Ein Schwerpunkt des Forschungsbereiches in der Unfall- und Wiederherstellungschirurgie (Leitung: Prof. Dr. Gerhard Schmidmaier) ist die Behandlung der gestörten Knochenheilung beziehungsweise der Pseudarthrose. Deutschlandweit führt die Heidelberg Trauma Research Group (HTRG) eines der größten Pseudarthrosenregister, das einen wichtigen Eckpfeiler zur Entwicklung neuer Therapiestrategien in der Behandlung der Pseudarthrose darstellt. Im Rahmen von klinischen Studien werden innovative Knochenersatzmaterialien, antibiotikafreisetzende Knochenersatzmaterialien und Wachstumsfaktoren evaluiert. Im Bereich der Grundlagenforschung werden mithilfe von Tiermodellen neue osteoinduktive und -konduktive Therapieansätze in der Pseudarthrosetherapie untersucht und definiert. Des Weiteren werden im Rahmen zahlreicher In-vitro-Studien zur Knochenregeneration neue Quantifikationsmethoden zur Bestimmung des osteogenen Potenzials mesenchymaler Stammzellen unter Verwendung von radioaktiven Tracern entwickelt.

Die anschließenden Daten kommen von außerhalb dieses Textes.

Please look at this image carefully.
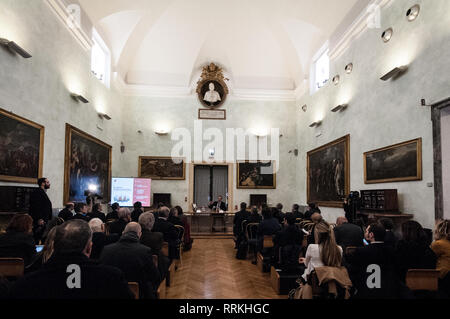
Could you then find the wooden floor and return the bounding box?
[167,238,286,299]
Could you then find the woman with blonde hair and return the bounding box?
[431,219,450,297]
[299,220,342,281]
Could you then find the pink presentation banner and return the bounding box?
[133,178,152,207]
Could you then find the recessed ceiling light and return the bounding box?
[406,4,420,22]
[381,28,394,42]
[333,75,341,85]
[345,63,353,74]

Das Klinische Studienzentrum O und U (KSOU) wurde an der Klinik für Orthopädie und Unfallchirurgie 2014 mit dem Ziel gegründet, eine zentrale Koordination von laufenden und geplanten klinischen Studien zu ermöglichen und den gesamten Prozess der Planung, Durchführung und Auswertung/Publikation wissenschaftlicher Studien mit klinischer Fragestellung nach den Vorgaben der Good Clinical Practice transparent und effizient zu gestalten. Entgegen dem Trend an vielen Universitätsstandorten, diese Aufgaben zentral zu etablieren, wurde in Schlierbach eine eigene Infrastruktur mit Räumlichkeiten, digitalen Arbeitsplätzen und personellen Ressourcen speziell für die Belange aus O und U geschaffen. Der wissenschaftliche Schwerpunkt des KSOU (Leitung: Dott. Emanuela Dabbeni, PD Dr. Tillmann Walker, Prof. Dr. Tobias Renkawitz) liegt in prospektiven und retrospektiven klinischen Arbeiten mit Analysemethoden der evidenzbasierten Medizin.

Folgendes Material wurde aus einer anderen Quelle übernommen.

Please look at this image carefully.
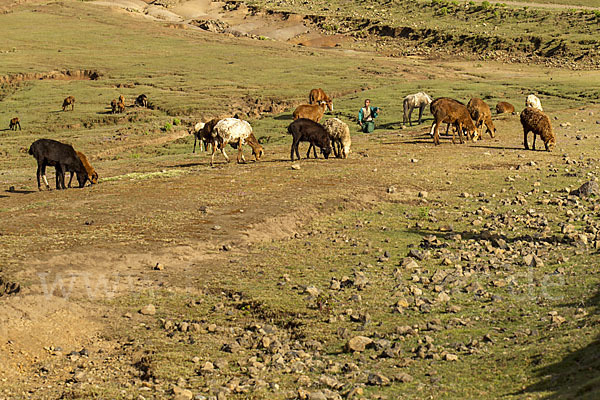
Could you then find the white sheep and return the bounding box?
[402,92,432,126]
[323,118,352,158]
[210,118,264,165]
[525,94,544,112]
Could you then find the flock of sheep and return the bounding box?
[9,88,556,190]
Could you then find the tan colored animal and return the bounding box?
[467,97,496,138]
[8,117,21,131]
[63,96,75,111]
[429,97,479,145]
[292,101,327,123]
[521,107,556,151]
[308,88,333,111]
[69,150,98,187]
[496,101,515,114]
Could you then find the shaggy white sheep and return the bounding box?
[210,118,263,165]
[525,94,544,112]
[402,92,432,126]
[323,118,352,158]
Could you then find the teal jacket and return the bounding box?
[358,106,379,123]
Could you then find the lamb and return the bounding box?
[467,97,496,138]
[63,96,75,111]
[135,94,148,107]
[402,92,432,126]
[210,118,264,166]
[29,139,88,190]
[525,94,544,112]
[68,150,98,187]
[293,101,327,123]
[8,117,21,131]
[308,88,333,111]
[521,107,556,151]
[496,101,515,114]
[430,97,479,145]
[288,118,331,161]
[324,118,352,158]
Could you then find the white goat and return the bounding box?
[402,92,432,126]
[210,118,263,165]
[323,118,352,158]
[525,94,544,112]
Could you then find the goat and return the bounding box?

Der Lehrstuhl für Experimentelle Orthopädie wurde von 2004-2022 parallel zu den beiden Lehrstühlen für Orthopädie und Paraplegiologie geführt und mit Prof. Dr. Wiltrud Richter besetzt. Schwerpunkt der interdisziplinären Forschungsarbeiten waren die molekularen und zellulären Grundlagen biologischer Regenerationsprozesse von Knorpel-, Knochen- und Bandscheibenschäden. Viele Vorhaben erfolgten im Rahmen von internationalen Forschungsverbünden, die von DFG, EU, ERASMUS und Stiftungen finanziert werden. Seit 2022 ist der Forschungsbereich „Molekulare und regenerative Orthopädie“ (Leitung: PD Dr. Solvig Diederichs, Prof. Dr. Tobias Renkawitz) Teil der Orthopädischen Universitätsklinik.
- „Additive Hochleistungsverfahren für die Hüftendoprothetik – der hybrid Hip Prozess“ (Prof. Renkawitz, Prof. Kretzer, BMBF, seit 2019)

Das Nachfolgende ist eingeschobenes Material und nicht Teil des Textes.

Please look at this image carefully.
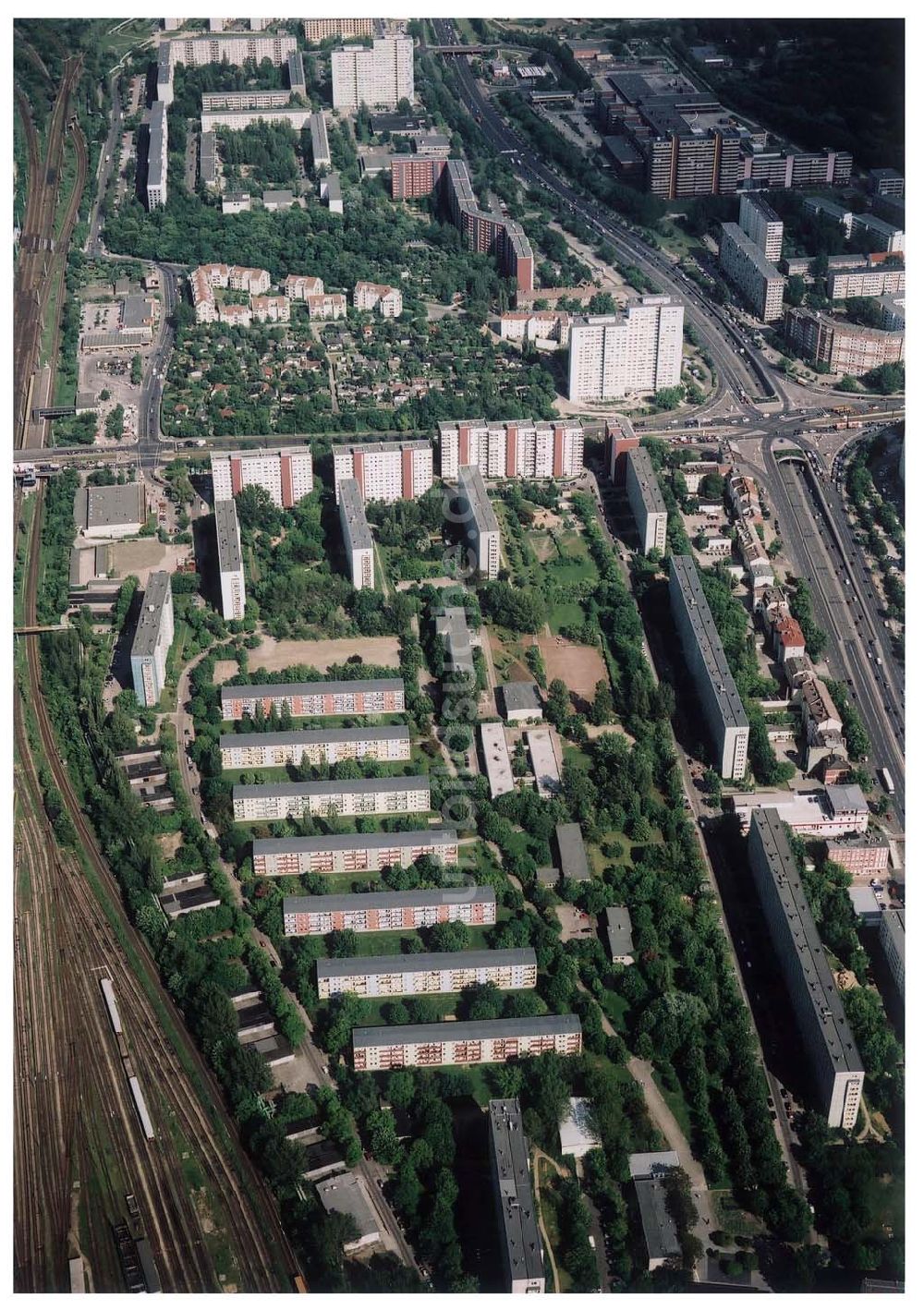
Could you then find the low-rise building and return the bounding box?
[317,947,536,1001]
[232,774,430,823]
[282,884,497,938]
[353,1014,582,1073]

- „3D Muskelmodellierung zur Optimierung von OP-Techniken am Fuß” (Prof. Wolf, PD Hagmann, BMBF seit 2020)
- „Patientenindividuelles Drucken von Knochenstrukturleitschienen aus Bioglas“ (Dr. Grossner, BMBF, Beginn 2022)
- „Mikro- und Nanostrukturierungen zur Optimierung von Reibung von Verschleiß bei keramischen Implantatwerkstoffen“ (Prof. Kretzer in Kooperation mit der Helmut Schmidt Universität Hamburg, DFG, seit 2019)
- „Stimulation der Knochenheilung durch bioaktive Gläser – welchen Einfluss spielen therapeutisch aktive Ionen?“ (Dr. F. Westhauser in Kooperation mit der Univ. Erlangen-Nürnberg, DFG, seit 2019)
- „Neuer Therapieansatz zur Reduktion des Wachstums von Riesenzelltumoren bei gleichzeitiger Defektrekonstruktion mit Hilfe bioaktiver Gläser“ (Dr. Fellenberg, Dr. Westhauser, Prof. Lehner, Deutsche Krebshilfe, seit 2020).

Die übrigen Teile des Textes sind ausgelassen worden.